If the landlord rents the property within the restricted timeframe, directly breaching Article 26 (2), a tenant can also request the RDSC award compensation.

What is the notice period for eviction?

The landlord must provide a 12-month notice to the tenant before the date of eviction through a notary public or by registered mail.

Increase in rent amount

If your tenancy contract is approaching renewal, and you are thinking of renegotiating the annual rent amount with your landlord, it is useful to know your legal rights. 

Decree No. 43 of 2013 governs rental increases for property in Dubai. This law establishes whether a landlord is entitled to increase the annual rent, and the percentage increase that can be applied to the property. The standard used to justify a landlord’s ability to increase the rent is based on whether the existing lease falls within the average rental for comparable properties as determined by RERA’s Rental Increase Calculator. 

When is a rental increase permitted?

Under the Dubai Rental Price Index, landlords may adhere to the following framework for rental increases:

  • No increase is permitted when the rent increase calculator shows the current rent paid is within the stipulated range.
  • A 5% rent increase is permitted when the rent falls between 11–20% less than the average for the location;
  • A 10% rent increase is permitted when the rent falls between 21–30% less than the average for the location;
  • A 15% rent increase is permitted when the rent falls between 31–40% less than the average for the location;
  • A 20% rent increase is permitted when the rent is less than 40% of the average for the location.

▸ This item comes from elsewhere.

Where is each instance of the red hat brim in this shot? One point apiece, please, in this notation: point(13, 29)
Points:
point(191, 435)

RERA determines the rent index, and to what extent an increase will apply, based on the following:

  • Type of property (residential, commercial or industrial)
  • Freehold or leasehold
  • Villa or apartment
  • Location of the property
  • Number of bedrooms

The information used by RERA to obtain the average rent is collected from DLD’s Ejari system.

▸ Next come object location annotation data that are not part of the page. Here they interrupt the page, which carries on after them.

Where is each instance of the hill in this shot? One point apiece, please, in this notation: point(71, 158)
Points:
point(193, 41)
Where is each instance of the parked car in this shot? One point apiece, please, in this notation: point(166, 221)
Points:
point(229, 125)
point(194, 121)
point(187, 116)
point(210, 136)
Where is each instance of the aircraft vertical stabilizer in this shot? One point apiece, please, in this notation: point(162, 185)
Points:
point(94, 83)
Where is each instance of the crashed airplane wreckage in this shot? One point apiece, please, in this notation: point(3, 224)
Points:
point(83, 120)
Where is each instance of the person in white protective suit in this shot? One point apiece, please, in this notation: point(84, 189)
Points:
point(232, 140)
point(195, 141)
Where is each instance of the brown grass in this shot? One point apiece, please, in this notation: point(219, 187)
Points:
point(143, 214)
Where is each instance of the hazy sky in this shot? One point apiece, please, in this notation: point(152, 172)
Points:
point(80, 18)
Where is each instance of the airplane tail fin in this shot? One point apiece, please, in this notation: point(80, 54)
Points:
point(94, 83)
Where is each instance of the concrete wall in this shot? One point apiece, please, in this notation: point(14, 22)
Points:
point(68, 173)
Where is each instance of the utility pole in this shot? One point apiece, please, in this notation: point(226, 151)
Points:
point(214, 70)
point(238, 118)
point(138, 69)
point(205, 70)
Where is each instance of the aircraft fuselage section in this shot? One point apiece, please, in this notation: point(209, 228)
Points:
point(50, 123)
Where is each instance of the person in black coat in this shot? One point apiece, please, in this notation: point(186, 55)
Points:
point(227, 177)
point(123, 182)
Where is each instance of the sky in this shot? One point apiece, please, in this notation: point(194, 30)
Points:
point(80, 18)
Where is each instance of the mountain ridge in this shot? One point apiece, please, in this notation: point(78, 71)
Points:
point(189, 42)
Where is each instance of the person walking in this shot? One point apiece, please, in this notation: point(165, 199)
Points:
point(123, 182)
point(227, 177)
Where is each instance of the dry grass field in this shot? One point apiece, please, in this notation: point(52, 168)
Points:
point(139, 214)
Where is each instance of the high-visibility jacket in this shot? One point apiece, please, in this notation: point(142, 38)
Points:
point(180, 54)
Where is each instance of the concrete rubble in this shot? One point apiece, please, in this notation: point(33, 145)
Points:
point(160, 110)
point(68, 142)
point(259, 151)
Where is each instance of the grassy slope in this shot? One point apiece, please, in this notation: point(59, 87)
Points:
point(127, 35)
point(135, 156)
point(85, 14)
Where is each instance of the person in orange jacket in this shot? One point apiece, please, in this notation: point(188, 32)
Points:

What is the rent increase notice period?

If the landlord demands an increase in the rent upon renewal, you are not obligated to agree to it. So, what are your rights in this situation? Dubai Tenancy Law states that when either party wishes to change the terms of the tenancy contract, they must notify the other party not less than 90 days before the expiry date, unless otherwise agreed.

Things to check

  • Whether the proposed rent increase is within the bounds of RERA’s rental increase calculator;
  • If your community is not listed in the rental increase calculator, then the regular rules of rental increase do not apply. In this instance, you and your landlord will have to agree upon what you feel is a fair price;
  • If your community is listed in the rental increase calculator but you believe one or both of the above mentioned requirements have not been met, you can contest the landlord’s notice. If you do not reach an agreement, you can submit a complaint to the RDSC.

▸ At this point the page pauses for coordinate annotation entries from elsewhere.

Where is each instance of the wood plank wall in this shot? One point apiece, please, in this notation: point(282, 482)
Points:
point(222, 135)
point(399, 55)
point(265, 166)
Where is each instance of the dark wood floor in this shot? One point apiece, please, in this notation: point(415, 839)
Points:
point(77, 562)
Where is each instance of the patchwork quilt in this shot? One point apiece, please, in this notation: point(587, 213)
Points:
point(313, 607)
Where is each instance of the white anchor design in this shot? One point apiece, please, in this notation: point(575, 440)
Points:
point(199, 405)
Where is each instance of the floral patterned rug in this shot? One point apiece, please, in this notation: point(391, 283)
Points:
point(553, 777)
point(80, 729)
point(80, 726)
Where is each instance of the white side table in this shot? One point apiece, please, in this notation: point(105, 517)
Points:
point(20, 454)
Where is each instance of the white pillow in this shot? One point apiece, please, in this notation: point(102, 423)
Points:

If you refuse the rental increase as proposed by the landlord, you must provide 60 days’ notice before the renewal date that you will be vacating the property.

Conversely, you are seeking to negotiate a rental decrease, you must ensure a written request is issued to the landlord within the timeframe mentioned within the 90 day period before the expiry date of the tenancy contract, per Tenancy Law, unless agreed otherwise.